The survey reveals that global asset managers are relatively conservative in their predictions for AUM growth, expecting 21% growth to 2025. This demonstrates an expectation for strong, not stellar, growth that is in contrast to some more aggressive forecasts.
Perhaps surprisingly, given concerns over the possible impact of Brexit on British financial services, the UK is expected to experience 22% AUM growth – close to the APAC growth rate which is the highest across the globe – and ahead of both the U.S. and the rest of Europe.
Pressure on Profitability; the Rise of Actively Managed Strategies
Despite the relatively robust expectations for global top-line growth, respondents anticipate fee income to grow more slowly (only 8%) over the same period. This means that asset managers face a further fall in their fee margins – by 11% from their recent value in the period to 2025 – which will undoubtedly mount further pressure on profitability.
To combat this, asset managers expect to see a shift in investment style. The survey revealed that over a quarter (27%) of respondents expressed enthusiasm to expand offerings into alternative investment styles in a bid to capture higher fees and increase overall proceeds. Similarly, almost a fifth (19%) of traditional fund managers cited a move to actively managed strategies (with their promise of higher fees) as their most likely change, after several years of losing investors to cheaper, passive alternatives.
The Rise of Active ETFs
Given the predicted resurgence of active management, it’s interesting to consider that 13% of respondents expect to increase their allocations to ETFs – the second most likely increase in asset class. These results indicate that the search for lower cost but higher margin business, combined with the expected move to more quant-based strategies, may have produced a new era of active management using ETFs for traditional fund managers.
Shifting Asset Classes
All respondents also expect to see a change in the asset classes that are favoured over the coming years, driven by both the evolving macroeconomic environment and the preferences of different demographics. For instance, traditional fund managers expect to move from interest-rate sensitive asset classes, such as Sovereign and Corporate Bonds, into Equities and Infrastructure. Similarly, alternative managers anticipate a move from CLOs, Loans, Distressed Debt and Private Real Estate into Infrastructure and ESG and Impact investing.

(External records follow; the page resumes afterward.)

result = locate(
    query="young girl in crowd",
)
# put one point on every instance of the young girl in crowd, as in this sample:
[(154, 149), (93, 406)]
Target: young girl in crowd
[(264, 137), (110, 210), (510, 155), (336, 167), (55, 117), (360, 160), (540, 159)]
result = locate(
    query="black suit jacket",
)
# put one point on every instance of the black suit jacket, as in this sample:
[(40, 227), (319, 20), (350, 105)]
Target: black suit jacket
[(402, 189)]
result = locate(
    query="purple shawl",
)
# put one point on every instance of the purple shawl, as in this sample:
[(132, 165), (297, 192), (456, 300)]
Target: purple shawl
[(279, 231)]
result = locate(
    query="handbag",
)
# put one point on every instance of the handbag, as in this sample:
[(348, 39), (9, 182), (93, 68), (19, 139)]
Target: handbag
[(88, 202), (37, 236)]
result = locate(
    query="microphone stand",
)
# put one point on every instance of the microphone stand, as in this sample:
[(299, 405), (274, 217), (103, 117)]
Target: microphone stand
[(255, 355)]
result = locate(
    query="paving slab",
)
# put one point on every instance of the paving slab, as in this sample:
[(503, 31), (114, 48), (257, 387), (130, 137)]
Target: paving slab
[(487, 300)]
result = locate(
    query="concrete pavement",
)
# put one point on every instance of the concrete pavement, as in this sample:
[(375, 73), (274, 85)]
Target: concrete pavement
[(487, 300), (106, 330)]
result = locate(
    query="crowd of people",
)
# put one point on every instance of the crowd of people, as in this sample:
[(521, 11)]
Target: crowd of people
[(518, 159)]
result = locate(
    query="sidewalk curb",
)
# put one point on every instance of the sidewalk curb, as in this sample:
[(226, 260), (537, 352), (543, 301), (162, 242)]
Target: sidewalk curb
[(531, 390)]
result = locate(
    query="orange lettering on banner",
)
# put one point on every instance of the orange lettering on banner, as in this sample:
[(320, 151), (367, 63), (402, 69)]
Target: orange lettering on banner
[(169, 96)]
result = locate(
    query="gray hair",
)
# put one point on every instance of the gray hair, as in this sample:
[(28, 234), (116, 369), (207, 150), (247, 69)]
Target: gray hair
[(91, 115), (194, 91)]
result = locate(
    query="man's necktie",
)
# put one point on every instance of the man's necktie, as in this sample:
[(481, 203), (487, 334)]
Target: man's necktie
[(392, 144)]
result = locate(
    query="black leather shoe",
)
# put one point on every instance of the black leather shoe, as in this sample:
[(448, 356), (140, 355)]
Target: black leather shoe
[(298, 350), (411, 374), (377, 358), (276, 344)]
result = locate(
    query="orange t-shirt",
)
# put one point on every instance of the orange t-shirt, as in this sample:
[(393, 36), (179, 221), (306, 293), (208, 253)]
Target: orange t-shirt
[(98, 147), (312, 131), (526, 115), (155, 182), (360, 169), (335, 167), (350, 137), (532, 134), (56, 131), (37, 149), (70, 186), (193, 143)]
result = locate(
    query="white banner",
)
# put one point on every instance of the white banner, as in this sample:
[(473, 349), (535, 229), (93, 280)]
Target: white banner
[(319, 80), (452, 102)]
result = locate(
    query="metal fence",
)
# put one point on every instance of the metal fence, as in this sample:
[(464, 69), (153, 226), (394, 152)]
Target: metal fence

Sarah Jane Mahmud, a Senior Regulatory Analyst at Bloomberg Intelligence, says “This survey demonstrates that asset managers recognise that it will be challenging to maintain AUM, particularly in light of regulatory reform and supervisory scrutiny. Their response to those challenges will dictate the evolution of the industry – so it’s clear that this will be an extremely influential period.”

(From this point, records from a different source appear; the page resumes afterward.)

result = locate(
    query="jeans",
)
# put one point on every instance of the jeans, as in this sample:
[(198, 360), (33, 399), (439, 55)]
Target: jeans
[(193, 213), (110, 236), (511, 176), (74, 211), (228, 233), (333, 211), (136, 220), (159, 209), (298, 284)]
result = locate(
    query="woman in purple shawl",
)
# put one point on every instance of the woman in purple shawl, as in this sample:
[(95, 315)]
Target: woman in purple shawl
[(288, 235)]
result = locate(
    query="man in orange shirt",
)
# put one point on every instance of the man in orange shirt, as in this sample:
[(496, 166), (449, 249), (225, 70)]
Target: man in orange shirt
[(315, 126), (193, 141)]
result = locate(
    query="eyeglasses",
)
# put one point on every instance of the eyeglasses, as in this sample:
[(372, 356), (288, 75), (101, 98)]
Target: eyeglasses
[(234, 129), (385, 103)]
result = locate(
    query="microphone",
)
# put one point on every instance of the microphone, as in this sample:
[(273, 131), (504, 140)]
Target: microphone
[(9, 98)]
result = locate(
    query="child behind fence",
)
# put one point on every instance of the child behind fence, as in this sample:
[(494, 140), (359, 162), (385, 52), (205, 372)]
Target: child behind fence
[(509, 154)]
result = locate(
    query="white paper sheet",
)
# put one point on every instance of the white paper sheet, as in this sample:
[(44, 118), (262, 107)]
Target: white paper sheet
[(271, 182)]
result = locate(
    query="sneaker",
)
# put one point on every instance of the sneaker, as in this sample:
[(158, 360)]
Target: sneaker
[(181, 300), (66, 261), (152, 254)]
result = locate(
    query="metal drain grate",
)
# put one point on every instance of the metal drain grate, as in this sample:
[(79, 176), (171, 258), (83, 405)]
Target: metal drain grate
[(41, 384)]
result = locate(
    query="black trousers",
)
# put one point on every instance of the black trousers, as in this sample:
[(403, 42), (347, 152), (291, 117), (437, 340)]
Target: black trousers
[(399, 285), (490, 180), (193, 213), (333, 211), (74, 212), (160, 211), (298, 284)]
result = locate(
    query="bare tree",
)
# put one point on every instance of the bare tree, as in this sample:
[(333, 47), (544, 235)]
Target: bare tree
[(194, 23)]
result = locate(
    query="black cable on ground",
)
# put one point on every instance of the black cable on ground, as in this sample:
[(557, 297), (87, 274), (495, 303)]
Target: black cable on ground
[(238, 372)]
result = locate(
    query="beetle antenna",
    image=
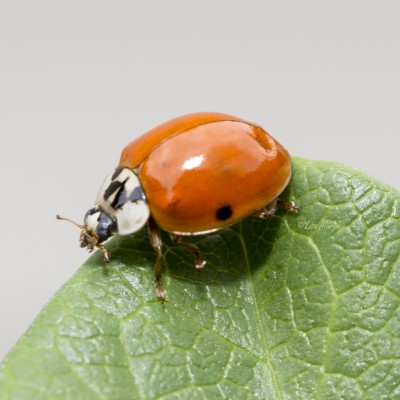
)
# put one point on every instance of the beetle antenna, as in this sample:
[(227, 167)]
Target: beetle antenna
[(69, 220)]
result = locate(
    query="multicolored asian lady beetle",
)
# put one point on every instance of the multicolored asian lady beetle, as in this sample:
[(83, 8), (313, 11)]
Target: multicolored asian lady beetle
[(189, 176)]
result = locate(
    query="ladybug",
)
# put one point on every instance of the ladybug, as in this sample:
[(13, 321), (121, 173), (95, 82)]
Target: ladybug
[(192, 175)]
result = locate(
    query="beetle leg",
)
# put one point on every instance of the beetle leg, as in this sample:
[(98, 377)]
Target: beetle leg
[(156, 242), (271, 208), (288, 205), (200, 262)]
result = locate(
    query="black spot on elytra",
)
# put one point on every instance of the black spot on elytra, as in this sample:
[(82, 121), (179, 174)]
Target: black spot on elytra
[(224, 213), (112, 188)]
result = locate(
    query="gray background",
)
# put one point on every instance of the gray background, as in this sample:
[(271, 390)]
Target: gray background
[(81, 79)]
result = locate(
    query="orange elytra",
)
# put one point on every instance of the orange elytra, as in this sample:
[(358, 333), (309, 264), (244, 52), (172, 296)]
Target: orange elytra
[(191, 175)]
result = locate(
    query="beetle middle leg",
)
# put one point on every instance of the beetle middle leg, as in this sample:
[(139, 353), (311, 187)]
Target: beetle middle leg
[(156, 242), (200, 262)]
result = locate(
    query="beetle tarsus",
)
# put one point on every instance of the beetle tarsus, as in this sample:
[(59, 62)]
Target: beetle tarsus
[(288, 205), (156, 242)]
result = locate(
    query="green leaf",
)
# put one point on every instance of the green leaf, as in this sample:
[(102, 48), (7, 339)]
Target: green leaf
[(298, 306)]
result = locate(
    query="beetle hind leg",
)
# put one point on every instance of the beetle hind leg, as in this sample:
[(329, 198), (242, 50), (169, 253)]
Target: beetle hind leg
[(271, 208), (200, 262), (156, 242)]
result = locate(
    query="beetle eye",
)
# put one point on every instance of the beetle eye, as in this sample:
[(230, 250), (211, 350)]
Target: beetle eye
[(106, 227), (98, 223)]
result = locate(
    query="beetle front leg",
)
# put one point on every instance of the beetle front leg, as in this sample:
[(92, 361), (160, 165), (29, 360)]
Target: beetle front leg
[(200, 262), (156, 242)]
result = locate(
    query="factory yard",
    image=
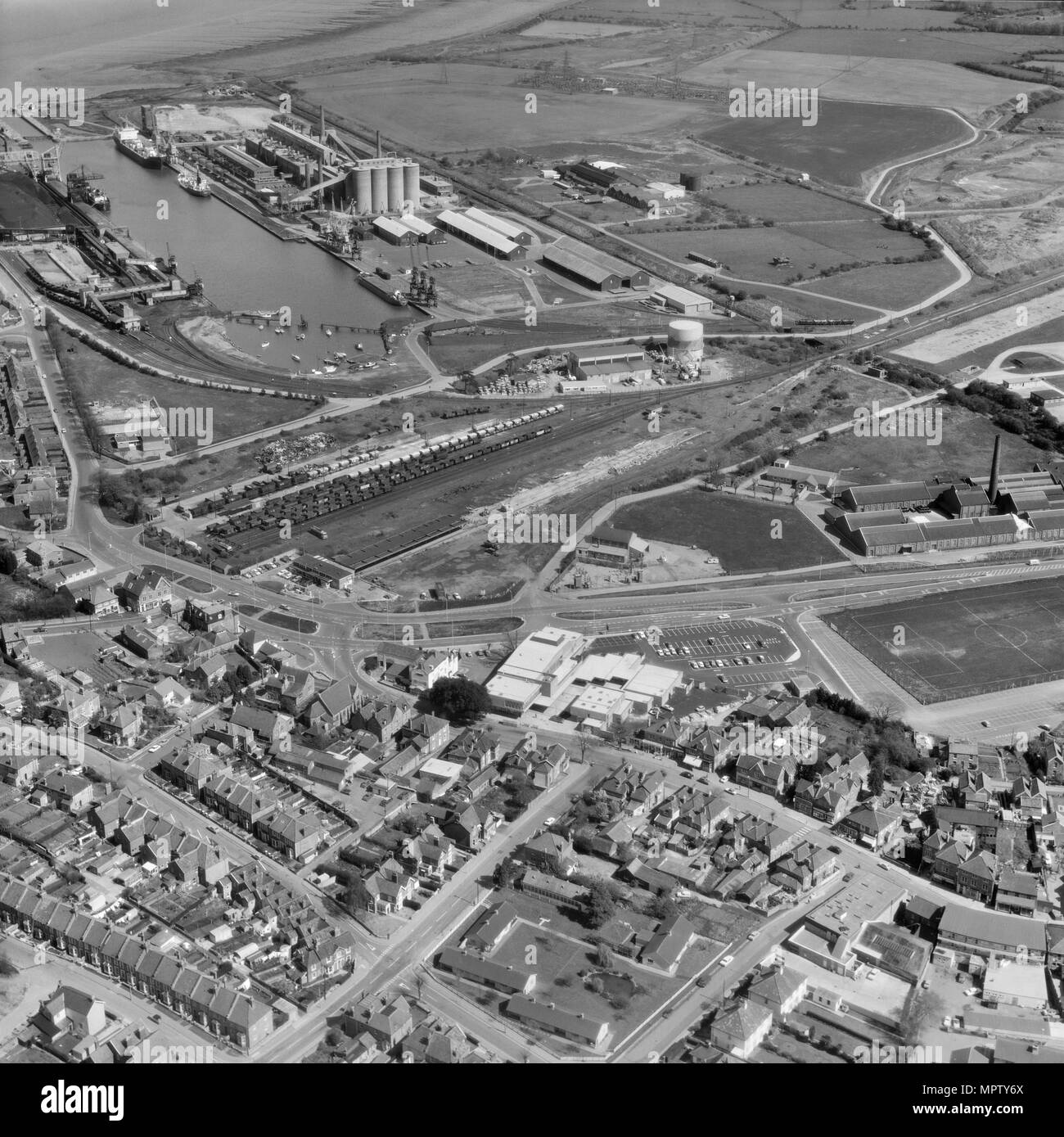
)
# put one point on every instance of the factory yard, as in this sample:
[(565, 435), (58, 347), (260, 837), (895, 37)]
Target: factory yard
[(746, 535)]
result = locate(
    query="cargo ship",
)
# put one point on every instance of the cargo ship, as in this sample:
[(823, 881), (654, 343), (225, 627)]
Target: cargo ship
[(130, 142), (385, 291), (195, 182)]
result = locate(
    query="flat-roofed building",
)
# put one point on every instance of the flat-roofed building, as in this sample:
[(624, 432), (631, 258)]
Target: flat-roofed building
[(324, 572), (537, 670)]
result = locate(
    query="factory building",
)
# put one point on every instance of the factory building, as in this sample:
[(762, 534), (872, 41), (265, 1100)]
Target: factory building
[(610, 366), (426, 232), (394, 231), (481, 236), (891, 496), (683, 300), (507, 228), (249, 169), (591, 268)]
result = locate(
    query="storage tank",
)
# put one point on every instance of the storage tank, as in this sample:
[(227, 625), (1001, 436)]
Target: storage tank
[(394, 189), (363, 196), (686, 344), (412, 186), (379, 183)]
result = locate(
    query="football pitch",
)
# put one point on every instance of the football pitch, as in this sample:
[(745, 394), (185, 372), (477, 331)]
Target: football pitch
[(965, 643)]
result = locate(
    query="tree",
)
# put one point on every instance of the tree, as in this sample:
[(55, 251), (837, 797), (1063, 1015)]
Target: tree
[(663, 906), (920, 1008), (506, 873), (458, 699), (601, 905), (876, 775)]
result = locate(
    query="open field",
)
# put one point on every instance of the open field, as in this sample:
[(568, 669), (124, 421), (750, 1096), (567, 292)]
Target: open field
[(1004, 240), (967, 443), (895, 82), (737, 530), (1003, 171), (781, 202), (850, 139), (976, 640), (940, 47), (233, 414), (408, 102), (748, 253), (719, 414), (892, 287), (996, 329)]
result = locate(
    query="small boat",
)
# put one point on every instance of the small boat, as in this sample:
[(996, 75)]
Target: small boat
[(195, 183)]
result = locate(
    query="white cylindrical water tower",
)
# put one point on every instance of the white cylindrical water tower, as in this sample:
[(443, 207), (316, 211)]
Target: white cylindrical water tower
[(686, 345)]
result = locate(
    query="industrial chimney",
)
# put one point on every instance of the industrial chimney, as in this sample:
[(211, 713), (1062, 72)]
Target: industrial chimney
[(994, 464)]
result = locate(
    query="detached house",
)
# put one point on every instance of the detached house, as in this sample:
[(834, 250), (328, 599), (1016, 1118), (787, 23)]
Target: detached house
[(976, 876), (122, 725), (146, 591)]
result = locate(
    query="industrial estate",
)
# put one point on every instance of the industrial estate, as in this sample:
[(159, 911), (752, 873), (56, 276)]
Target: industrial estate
[(534, 534)]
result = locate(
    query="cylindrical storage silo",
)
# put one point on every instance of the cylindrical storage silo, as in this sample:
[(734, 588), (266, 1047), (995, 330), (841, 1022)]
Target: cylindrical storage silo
[(379, 182), (363, 196), (412, 186), (394, 189), (686, 344)]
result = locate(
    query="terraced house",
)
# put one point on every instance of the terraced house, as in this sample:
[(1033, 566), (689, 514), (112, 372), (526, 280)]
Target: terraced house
[(223, 1011)]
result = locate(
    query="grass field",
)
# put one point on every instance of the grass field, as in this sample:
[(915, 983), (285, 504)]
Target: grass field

Colin Leaver, Head of Asset Management and Investment Funds at Simmons & Simmons, said “The breadth of the feedback and seniority of the respondents provides a real insight into the future of the asset management sector over the next seven years, against a background of continued change and an ever-more demanding investor base. It’s clear that managers seeking to address these challenges will need to think differently to succeed, through diversification of their businesses and investor offerings coupled with a keen focus on fee margin.”